We’re in the throes of production season these days. Rehearsals, concerts, shows, and performances dominate our schedule these months as we shove lessons, writing goals, fundraising events, and required human maintenance in the cracks between. By the time I get to Friday I feel like I’ve squeezed out every last drop of value I have to offer. I feel resentment creeping over me when I scroll through social media and see the beautiful things other people are producing. I feel apathy when I open a word document and try to type something meaningful. I feel overwhelmed when I pick up my planner and look at the weeks to come and the tasks within them. I feel uninspired, lethargic, and slightly bitter at all the things other people can manage to pull off.
These feelings are bright red flags waving me down and telling me to stop the output and find some input.
It’s easy to get caught in a one-way pattern of production. Of always giving outward, of constantly pressing forward, of never releasing yourself of the need to produce. I say this from experience. I so often find myself using productivity as the barometer of a well-spent day. Did I stay on task? Did I work hard without stopping? Did I accomplish and achieve? Did I check all those boxes off my to-do list? If not, I feel an overpowering guilt for being lazy, useless, an non-contributive member of society.
I push too hard past my quota to avoid this guilt. I do one more thing instead taking a break. Or, more likely, I attempt to do one more thing but acting from a depleted tank results in little of value. Sloppily written words, ambling tidying of the house, distracted piano practicing that looks more like phone scrolling.
I strain for production when my soul is craving to be refilled.
So I’m creating a new rhythm. I’m moving in cyclical motion rather than always pressing forward. Fill up, pour out, repeat. Input, output, repeat.
It’s not just about taking a break. Taking breaks isn’t hard for me. Its easy for me to sleep until ten and then watch Netflix and eat pizza the rest of the day. But that’s not the kind of rest I’m after. That’s not the soul-filling refreshment I need at the end of these long weeks.
Come Friday night, after the content for the week have been released, after I’ve shared and tweeted and posted, I press down those brightly colored apps until they wiggle, then hit the X in the corner. I log off, I delete apps, I plug my phone into the wall and I walk away. I close the door behind my last student, I put the binder of music in the bench and shut the lid, I resort to left overs and take out. I don’t answer the all the texts or respond to the snaps. I close the curtain on my windows. I turn off alarms and agendas. I don’t run for speed or distance. I say no to output.
On Saturdays I sleep until the sun wakes me up. I go on leisurely walks. I turn on uplifting music. I read the things other people have put out this week.
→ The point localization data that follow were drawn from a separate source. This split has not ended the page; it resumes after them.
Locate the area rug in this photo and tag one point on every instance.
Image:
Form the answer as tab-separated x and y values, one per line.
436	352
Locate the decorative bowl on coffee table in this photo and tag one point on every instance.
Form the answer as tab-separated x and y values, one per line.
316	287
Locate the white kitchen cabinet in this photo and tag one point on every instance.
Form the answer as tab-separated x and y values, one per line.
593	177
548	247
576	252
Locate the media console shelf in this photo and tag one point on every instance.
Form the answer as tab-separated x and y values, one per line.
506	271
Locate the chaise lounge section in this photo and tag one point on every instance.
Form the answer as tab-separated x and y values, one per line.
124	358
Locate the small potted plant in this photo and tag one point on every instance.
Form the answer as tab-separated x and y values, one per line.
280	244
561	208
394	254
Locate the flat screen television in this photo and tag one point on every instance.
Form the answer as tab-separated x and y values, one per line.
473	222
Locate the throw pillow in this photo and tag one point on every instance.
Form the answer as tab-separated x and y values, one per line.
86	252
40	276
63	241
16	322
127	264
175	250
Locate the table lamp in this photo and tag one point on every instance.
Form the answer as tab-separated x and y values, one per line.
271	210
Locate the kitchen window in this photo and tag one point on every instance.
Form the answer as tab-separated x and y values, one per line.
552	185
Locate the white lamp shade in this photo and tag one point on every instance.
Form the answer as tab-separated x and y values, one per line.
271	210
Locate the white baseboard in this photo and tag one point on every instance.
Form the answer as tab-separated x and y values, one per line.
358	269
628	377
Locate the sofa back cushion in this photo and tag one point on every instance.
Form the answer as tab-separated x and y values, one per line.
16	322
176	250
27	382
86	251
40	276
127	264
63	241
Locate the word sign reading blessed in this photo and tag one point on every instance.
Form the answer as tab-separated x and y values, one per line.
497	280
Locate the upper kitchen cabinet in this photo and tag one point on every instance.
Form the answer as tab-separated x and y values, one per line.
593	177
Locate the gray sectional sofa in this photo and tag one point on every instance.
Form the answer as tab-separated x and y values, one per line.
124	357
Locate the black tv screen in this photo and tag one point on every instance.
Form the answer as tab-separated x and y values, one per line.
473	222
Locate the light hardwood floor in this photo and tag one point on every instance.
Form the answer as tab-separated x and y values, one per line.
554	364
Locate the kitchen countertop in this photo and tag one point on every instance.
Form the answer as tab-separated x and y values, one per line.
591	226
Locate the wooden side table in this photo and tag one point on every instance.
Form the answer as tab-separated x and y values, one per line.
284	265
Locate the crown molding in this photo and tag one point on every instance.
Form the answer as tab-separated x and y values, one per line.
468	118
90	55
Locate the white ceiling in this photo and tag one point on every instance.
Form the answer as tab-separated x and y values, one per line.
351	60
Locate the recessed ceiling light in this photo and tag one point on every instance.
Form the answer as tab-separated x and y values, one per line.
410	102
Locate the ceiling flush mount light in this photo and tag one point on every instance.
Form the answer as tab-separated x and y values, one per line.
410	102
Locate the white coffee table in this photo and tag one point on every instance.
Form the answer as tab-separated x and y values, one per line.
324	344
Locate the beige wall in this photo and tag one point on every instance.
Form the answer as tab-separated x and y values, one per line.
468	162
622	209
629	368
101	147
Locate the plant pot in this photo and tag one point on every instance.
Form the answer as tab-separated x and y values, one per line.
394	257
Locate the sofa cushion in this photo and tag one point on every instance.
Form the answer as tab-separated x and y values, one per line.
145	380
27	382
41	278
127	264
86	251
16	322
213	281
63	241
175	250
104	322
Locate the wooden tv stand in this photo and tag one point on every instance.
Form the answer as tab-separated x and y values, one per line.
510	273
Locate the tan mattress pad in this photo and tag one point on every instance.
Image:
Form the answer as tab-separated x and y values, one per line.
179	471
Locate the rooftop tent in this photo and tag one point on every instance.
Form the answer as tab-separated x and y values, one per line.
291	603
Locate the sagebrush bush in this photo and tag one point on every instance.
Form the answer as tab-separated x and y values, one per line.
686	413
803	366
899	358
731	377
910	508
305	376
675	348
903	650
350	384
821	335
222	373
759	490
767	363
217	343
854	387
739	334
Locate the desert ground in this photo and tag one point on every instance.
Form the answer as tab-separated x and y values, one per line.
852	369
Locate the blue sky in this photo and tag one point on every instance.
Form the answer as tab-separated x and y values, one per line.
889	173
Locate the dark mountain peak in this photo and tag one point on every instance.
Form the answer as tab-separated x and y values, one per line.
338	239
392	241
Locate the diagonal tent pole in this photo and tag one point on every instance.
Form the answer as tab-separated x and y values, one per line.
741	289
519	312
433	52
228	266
I listen to thoughtful podcasts while I leisurely sweep the floor. I sip coffee because I like the flavor, not because I need to wake up. I sit in a sanctuary and hear the Word of God preached. I linger on the couch with a pile of books piled up beside me. I curl up beside my husband and we watch a movie with a plate of cookies. I say yes to input.
I must be filled up if I am to be poured out. I must put good content in if I ever expect to put good content out. We cannot keep moving in one direction without ever retreating from the forward motion.
Input. Output. Repeat.
What will you fill your soul up with this weekend so that come Monday morning you will have valuable and substantial output to offer your world?